The touch of the fabric against his scorched skin sent waves of agony to his bones, but stronger than the pain was the numbing lethargy seeping through his limbs and mind. Only fear kept him from succumbing, fear that his tolerance to sunlight had been only temporary and now was deserting him. Was it a sign that whatever remnants of humanity that had lingered with him last night were ebbing away, leaving him more like the creatures he loathed? He prayed not.
He prayed especially that he wasn't turning feral. He saw the creature's ravaged face now, the one Franco had called Devlin, remembered its mad eyes, devoid of reason, compassion, or any feeling even remotely human, heard its bestial screams as it clawed at the door, remembered its talons sinking into his shoulders, felt its hot foul breath on his throat just before its fangs tore into his flesh.
And worse, he remembered Franco's parting words.
. . . when you look at Devlin you are seeing your future . . . he didn't retain enough intelligence to distinguish between friend and foe . . . sol can't even use him as a guard dog . . . in less than two weeks you'll be just like Devlin, only a little less intelligent, a little more bestial. . .
Was he losing his mind along with his tolerance for sunlight? Was his descent incomplete, still in progress? Was he still changing, devolving further into an even lower life form? Was this another step down the road toward Devlin's fate?
He heard Carole's voice from somewhere in the room.
"Joseph! Joseph, are you all right?"
He could only nod under the bedspread, and even that was an effort. He dared not speak, even if his numb lips would permit it.
"The mattress!" Carole's voice again. "Help me with it."
"Help—help you what?" Lacey said.
"We've got to tilt it up against the window. That way when the sun comes around behind the house it won't shine into the room."
Carole . .. wonderful Carole . .. always thinking ...

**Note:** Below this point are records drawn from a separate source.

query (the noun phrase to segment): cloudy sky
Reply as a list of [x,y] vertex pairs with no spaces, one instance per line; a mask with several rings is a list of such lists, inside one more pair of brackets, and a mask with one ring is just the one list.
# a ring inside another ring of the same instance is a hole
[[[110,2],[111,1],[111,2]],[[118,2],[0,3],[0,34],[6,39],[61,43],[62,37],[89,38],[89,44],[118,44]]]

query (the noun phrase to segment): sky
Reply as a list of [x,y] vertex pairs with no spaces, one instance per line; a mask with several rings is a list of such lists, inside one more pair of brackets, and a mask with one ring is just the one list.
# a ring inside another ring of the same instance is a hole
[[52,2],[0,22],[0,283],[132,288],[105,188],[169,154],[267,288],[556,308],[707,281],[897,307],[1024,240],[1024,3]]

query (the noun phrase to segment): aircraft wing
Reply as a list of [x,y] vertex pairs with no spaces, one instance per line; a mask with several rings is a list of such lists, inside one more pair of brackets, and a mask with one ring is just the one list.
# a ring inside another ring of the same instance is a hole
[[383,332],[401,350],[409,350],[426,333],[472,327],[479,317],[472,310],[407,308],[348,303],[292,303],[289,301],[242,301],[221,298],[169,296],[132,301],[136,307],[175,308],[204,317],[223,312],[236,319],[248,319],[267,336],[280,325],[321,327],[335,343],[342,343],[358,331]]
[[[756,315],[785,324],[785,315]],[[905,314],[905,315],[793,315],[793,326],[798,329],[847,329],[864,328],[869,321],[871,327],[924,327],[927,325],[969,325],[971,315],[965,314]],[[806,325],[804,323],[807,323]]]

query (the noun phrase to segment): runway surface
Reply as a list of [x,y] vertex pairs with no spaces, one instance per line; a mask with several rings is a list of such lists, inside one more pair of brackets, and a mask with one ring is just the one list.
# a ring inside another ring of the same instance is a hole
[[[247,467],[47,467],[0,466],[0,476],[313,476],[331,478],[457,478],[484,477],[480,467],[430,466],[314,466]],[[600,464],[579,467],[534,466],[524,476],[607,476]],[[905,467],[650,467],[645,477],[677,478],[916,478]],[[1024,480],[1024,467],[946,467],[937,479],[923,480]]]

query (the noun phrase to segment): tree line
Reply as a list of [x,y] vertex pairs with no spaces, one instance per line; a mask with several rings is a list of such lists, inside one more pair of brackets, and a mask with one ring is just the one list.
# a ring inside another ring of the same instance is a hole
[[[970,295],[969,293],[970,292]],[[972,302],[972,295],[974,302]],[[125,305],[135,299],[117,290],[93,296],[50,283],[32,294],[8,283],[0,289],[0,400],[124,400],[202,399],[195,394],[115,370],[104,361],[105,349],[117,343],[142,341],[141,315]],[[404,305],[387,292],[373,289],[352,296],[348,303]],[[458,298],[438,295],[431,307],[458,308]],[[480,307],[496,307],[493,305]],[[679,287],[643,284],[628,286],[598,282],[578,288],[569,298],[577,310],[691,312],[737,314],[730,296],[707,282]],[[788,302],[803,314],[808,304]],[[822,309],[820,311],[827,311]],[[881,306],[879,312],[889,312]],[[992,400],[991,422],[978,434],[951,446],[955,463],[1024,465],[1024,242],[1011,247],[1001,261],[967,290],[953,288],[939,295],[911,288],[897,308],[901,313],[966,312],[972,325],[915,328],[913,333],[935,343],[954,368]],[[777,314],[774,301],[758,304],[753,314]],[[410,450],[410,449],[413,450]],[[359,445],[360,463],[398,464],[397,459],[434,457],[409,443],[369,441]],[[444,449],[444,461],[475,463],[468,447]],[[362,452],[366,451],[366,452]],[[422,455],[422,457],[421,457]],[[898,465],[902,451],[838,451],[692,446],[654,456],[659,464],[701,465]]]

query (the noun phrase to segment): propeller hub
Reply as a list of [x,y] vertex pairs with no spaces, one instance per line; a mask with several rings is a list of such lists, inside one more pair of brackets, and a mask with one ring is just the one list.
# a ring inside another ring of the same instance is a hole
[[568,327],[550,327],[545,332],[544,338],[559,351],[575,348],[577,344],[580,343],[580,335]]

The lethargy deepened, tugging Joe toward sleep, or something like it... the deathlike undead daysleep. He tried to fight it. He'd thought, he'd hoped that he'd escaped falling victim to the undead vermin hours, hiding from the sun, slithering around at night. Now that hope was lost. He was more like them than he'd thought or wished or prayed against, and was falling closer and closer to their foul state with every passing hour.
The nightmarish thought chased him into oblivion.
CAROLE . . .
"We almost lost him."
The two of them slumped on the front room's rattan furniture, Carole in a chair, Lacey half stretched out on the sofa.
"I know," Carole replied.
Oh, how she knew. That had been too close. Her insides were still shaking. The sight of his skin starting to smoke and cook as he was walking . .. caused by this same sunlight bathing her now in its warmth .. . she'd never forget it. Worse, the reek of his burnt flesh still hung in the air.